Two days before Kiko filed for bankruptcy, A’GACI slipped over the brink. On January 9, 2018, the trendy-chic fashion apparel company filed to reorganize. For girls and young women (and, yes, millennials who self-identify as female), there is a light at the end of A’GACI’s tunnel. By August 2018, the company reemerged with a plan to maintain business as usual, much to its customers’ delight.
Affordable fashion, always on-trend, became available at all 27 of its existing locations. As the chain used to offer 76 brick-and-mortar options, it’s a pretty big hit; however, David Won, A’GACI’s Chief Merchandising Officer, was optimistic.
Toys “R” Us
Toys “R” Us is a vastly different story. Chock-full of doom and demise, this company dove off the precipice to a savage end, exploding in balls of fire visible from space. Toys “R” Us is the third largest retail bankruptcy ever. The mega-toy store crashed and burned under $5 billion worth of debt.
It was an ugly ending. Toys “R” Us filed for bankruptcy in 2017. All did not go well. In 2018 the company announced it would close all 800 of its stores, liquidating 33,000 jobs. We’re going to miss that adorable giraffe. In 2021 the two last remaining stores closed their doors.
JCPenney
JCPenney's revenue for 2018 was down significantly. Nine of the closures that year were of its home and furniture locations. JCPenney has been bleeding employees and stores since 2014. No word on how many jobs were lost that year. JCPenney picked up a new CEO last year, Jill Soltau.

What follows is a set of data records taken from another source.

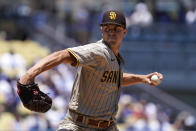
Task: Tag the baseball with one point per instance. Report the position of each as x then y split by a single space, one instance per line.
155 78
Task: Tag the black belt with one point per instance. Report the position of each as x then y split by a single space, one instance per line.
92 122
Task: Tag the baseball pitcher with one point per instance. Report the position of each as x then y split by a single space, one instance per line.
98 83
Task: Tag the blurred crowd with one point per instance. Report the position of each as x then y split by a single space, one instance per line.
64 18
21 21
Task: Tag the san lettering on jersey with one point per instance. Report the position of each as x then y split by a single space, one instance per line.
109 76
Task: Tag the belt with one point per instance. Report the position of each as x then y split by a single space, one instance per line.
92 122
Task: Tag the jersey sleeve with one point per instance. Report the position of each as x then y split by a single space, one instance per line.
89 54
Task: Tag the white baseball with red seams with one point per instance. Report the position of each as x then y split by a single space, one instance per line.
155 78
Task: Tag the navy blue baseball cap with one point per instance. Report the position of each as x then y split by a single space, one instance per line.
113 17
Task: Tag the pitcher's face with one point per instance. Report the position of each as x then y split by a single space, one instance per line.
113 34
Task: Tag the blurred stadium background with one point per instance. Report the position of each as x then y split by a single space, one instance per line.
160 37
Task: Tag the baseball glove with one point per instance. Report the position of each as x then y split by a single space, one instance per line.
34 99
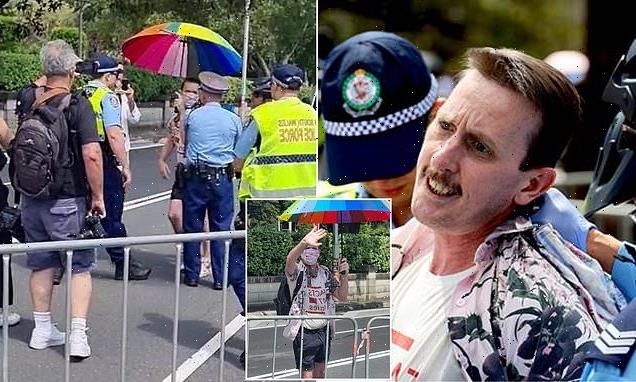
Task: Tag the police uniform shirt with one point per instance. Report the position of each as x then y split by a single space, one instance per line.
111 107
247 140
211 134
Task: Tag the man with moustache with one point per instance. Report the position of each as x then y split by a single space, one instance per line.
504 299
314 298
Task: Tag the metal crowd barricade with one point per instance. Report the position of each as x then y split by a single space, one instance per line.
367 337
70 245
302 338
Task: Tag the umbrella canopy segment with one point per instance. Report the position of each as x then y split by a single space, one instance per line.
182 50
337 211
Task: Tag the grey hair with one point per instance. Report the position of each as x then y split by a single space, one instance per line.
58 58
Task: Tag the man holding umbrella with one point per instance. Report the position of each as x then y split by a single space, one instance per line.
211 133
314 298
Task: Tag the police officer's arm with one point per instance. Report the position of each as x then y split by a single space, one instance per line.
616 258
112 126
311 239
6 135
244 144
342 292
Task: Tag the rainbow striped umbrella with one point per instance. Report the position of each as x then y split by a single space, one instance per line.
337 211
182 50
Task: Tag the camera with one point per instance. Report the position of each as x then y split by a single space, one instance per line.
87 67
92 228
11 223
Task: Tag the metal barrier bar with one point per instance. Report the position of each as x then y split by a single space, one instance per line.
124 320
70 245
5 317
327 348
67 345
175 326
226 265
274 352
303 318
119 241
368 339
302 342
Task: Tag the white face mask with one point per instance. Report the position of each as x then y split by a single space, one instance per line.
190 100
310 256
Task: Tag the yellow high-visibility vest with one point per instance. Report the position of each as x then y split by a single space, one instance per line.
285 164
95 97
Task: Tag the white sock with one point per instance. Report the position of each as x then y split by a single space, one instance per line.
78 324
42 321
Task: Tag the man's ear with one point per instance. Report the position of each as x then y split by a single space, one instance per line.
538 182
436 105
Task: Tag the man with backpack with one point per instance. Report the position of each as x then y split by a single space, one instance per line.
312 290
117 175
57 169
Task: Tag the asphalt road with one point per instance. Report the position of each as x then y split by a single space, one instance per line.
150 308
261 341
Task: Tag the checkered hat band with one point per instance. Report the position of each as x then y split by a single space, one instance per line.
387 122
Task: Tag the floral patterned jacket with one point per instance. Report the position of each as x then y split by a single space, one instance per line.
531 309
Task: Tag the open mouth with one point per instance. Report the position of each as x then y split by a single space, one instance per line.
439 186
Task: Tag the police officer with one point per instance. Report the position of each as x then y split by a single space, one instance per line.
284 164
107 108
211 133
377 93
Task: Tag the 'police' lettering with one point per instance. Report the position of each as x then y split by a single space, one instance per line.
296 130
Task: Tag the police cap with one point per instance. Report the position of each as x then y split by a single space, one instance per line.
288 76
376 94
213 83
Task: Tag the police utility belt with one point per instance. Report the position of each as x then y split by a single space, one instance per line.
206 171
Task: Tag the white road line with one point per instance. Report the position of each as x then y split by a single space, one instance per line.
212 346
341 332
147 202
146 146
340 362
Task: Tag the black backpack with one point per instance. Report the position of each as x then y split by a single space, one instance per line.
39 152
283 299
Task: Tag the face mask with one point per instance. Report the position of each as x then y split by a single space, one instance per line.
310 256
190 99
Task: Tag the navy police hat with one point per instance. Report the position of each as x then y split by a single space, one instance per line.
376 93
106 64
288 76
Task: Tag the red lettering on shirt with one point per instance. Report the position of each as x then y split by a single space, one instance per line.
401 340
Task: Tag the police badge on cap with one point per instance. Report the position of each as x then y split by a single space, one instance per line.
361 93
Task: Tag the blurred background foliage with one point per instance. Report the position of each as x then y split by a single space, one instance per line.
444 29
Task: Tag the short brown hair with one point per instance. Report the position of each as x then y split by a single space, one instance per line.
550 92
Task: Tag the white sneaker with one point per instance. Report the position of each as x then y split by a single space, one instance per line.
42 340
12 318
79 344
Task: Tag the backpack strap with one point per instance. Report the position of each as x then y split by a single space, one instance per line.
47 95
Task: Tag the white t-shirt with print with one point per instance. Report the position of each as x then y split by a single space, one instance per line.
315 294
420 343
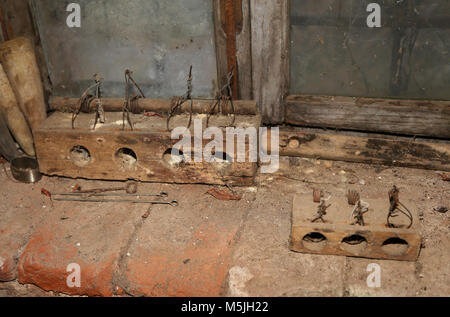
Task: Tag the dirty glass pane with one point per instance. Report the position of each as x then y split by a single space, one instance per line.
334 52
157 39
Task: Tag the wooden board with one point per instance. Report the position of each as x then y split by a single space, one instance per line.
243 46
376 240
406 117
365 148
150 141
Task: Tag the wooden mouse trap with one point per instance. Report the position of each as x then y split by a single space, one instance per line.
110 152
355 226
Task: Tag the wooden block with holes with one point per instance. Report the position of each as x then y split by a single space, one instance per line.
144 154
337 236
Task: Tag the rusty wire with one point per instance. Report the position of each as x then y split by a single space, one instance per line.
131 102
394 208
322 210
86 99
178 102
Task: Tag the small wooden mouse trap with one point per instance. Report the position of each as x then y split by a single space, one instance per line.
354 226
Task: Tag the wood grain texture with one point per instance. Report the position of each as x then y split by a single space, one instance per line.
365 148
19 62
150 142
242 107
270 56
8 147
243 48
338 227
21 22
406 117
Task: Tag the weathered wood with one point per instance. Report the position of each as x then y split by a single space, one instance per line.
406 117
365 148
8 147
14 117
243 47
19 62
242 107
270 56
374 240
99 156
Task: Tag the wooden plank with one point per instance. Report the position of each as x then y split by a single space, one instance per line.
405 117
243 46
270 56
242 107
365 148
99 154
374 240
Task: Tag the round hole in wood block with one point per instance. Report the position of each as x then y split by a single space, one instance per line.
314 241
80 156
126 159
173 157
355 244
395 246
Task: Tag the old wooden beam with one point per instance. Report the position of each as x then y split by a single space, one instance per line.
242 107
365 148
242 41
405 117
337 236
270 56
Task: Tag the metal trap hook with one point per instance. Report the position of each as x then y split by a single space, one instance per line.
178 102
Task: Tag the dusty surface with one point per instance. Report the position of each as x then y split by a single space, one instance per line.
228 248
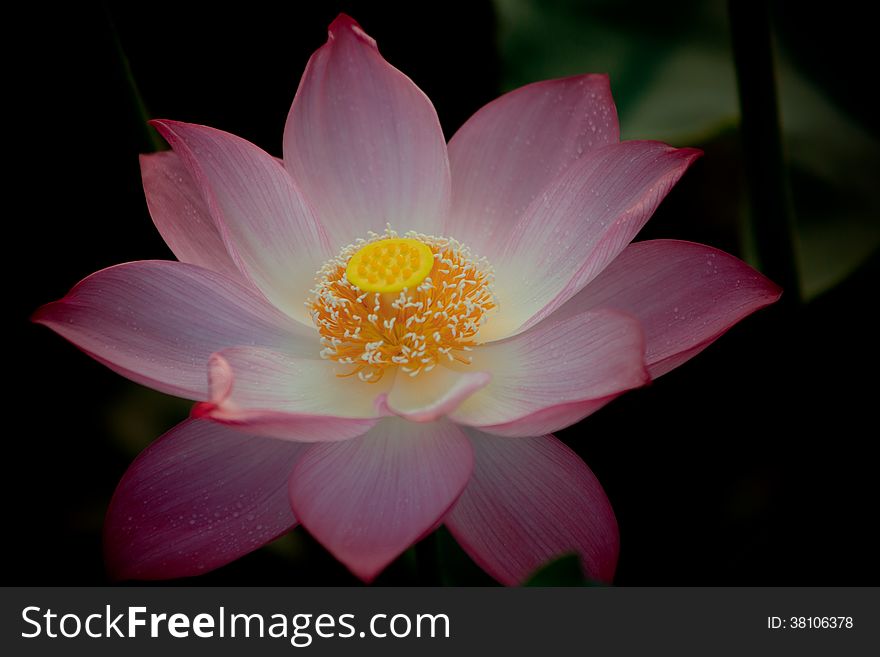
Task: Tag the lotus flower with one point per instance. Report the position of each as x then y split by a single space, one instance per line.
470 299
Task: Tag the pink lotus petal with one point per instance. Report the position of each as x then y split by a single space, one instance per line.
366 500
268 228
364 142
539 374
272 394
507 153
431 395
578 225
158 322
528 501
196 499
686 296
181 216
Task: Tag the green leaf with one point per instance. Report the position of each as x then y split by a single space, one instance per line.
673 79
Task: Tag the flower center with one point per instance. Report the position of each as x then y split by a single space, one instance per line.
390 265
410 302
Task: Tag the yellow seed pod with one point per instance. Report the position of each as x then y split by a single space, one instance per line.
390 265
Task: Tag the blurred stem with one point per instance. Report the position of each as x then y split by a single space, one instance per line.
771 213
150 138
427 561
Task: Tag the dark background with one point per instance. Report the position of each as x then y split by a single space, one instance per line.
751 464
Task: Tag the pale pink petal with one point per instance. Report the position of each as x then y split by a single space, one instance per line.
577 226
364 142
685 295
273 394
368 499
510 150
158 322
431 395
199 497
555 373
181 216
531 500
268 228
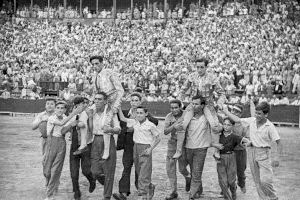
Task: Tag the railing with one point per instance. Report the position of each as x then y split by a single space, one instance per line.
281 114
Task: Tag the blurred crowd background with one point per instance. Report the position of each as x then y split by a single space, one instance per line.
253 48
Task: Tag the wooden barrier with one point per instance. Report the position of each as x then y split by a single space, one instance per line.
281 114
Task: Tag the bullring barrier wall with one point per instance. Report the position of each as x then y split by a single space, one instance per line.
281 114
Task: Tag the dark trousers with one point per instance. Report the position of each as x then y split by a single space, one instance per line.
127 160
85 160
196 159
106 167
241 165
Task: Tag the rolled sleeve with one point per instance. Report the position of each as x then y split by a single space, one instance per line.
130 123
273 133
154 131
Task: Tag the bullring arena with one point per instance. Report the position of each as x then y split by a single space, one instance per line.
21 174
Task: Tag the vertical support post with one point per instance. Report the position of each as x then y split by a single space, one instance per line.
15 6
131 8
165 10
31 8
115 8
97 6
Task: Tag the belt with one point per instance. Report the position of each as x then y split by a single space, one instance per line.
251 145
228 152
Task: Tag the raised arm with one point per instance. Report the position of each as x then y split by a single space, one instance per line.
77 111
233 117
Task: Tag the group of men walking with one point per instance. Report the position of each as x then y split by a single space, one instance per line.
138 136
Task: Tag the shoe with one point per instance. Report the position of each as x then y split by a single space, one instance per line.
77 195
243 189
151 190
177 154
119 196
172 196
101 179
233 196
218 160
92 186
188 183
80 151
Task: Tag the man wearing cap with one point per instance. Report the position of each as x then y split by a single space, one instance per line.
56 146
84 158
108 82
125 141
103 169
240 129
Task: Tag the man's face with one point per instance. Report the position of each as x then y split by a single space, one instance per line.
175 109
227 125
259 115
99 101
201 68
50 106
140 114
97 65
197 105
60 109
236 112
135 102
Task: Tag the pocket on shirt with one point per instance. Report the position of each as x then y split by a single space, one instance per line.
262 154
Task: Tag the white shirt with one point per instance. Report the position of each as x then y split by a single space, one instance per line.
55 129
262 136
198 133
100 119
144 133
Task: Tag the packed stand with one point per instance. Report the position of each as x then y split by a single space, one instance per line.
252 56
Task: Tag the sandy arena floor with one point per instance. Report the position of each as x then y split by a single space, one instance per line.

Soltau’s efforts to turn the debt-heavy department store chain around include getting out of appliance sales and focusing on apparel. While appliances have been expected at stores like JCPenney and Sears, the $4.2 billion debt needed to be relieved somehow. Cutting 2,200 jobs and closing a total of 8 stores, as it did in 2018, also lowers costs. After 117 years of retailing, all the king’s horses and all the king’s men may not be able to restructure JCPenney again.
Fred’s Pharmacy
Fred’s is a bargain pharmacy that used to give dollar stores and Walmart a run for their money. The Tennessee-based company has been in business for more than seven decades. Recently, CVS purchased Fred’s three specialty pharmacy stores, and they say they have plenty of other non-core assets to sell.
Several hedge fund companies increased their investment in the pharmacy, signaling Fred’s may avert a bankruptcy filing. Royce & Associates, a large institutional investor, picked up almost 2 million shares of Fred’s in the last quarter of 2018. In January 2019, Walgreens purchased 185 of Fred’s 650 retail chains. Next time you go to Fred’s, the sign may read Walgreens instead!
Bebe
Bebe is another store that has fallen victim to lagging mall traffic. But it has other problems as well. Sales were abysmal. In May 2017, the company announced it was closing all 180 of its retail outlets and liquidating all merchandise. Bebe was able to move sales into the e-tailing marketplace, thus avoiding a bankruptcy filing. Uniquely, Bebe had very little debt plus a good amount of cash. This helped the company get out of its mall leases relatively easily.
They could offer the leaseholders a better deal than the bankruptcy court would have. As far back as 2010, the 1976-established brand appeared to be losing to lackluster. Founder and CEO of the skimpy-sexy Bebe-wear chain, Manny Mashouf, seemed to lose his way and navigated the company in a direction his shoppers abandoned. His ex-wife, Neda Mashouf, left the company as vice chairman in 2008, and things went downhill from there.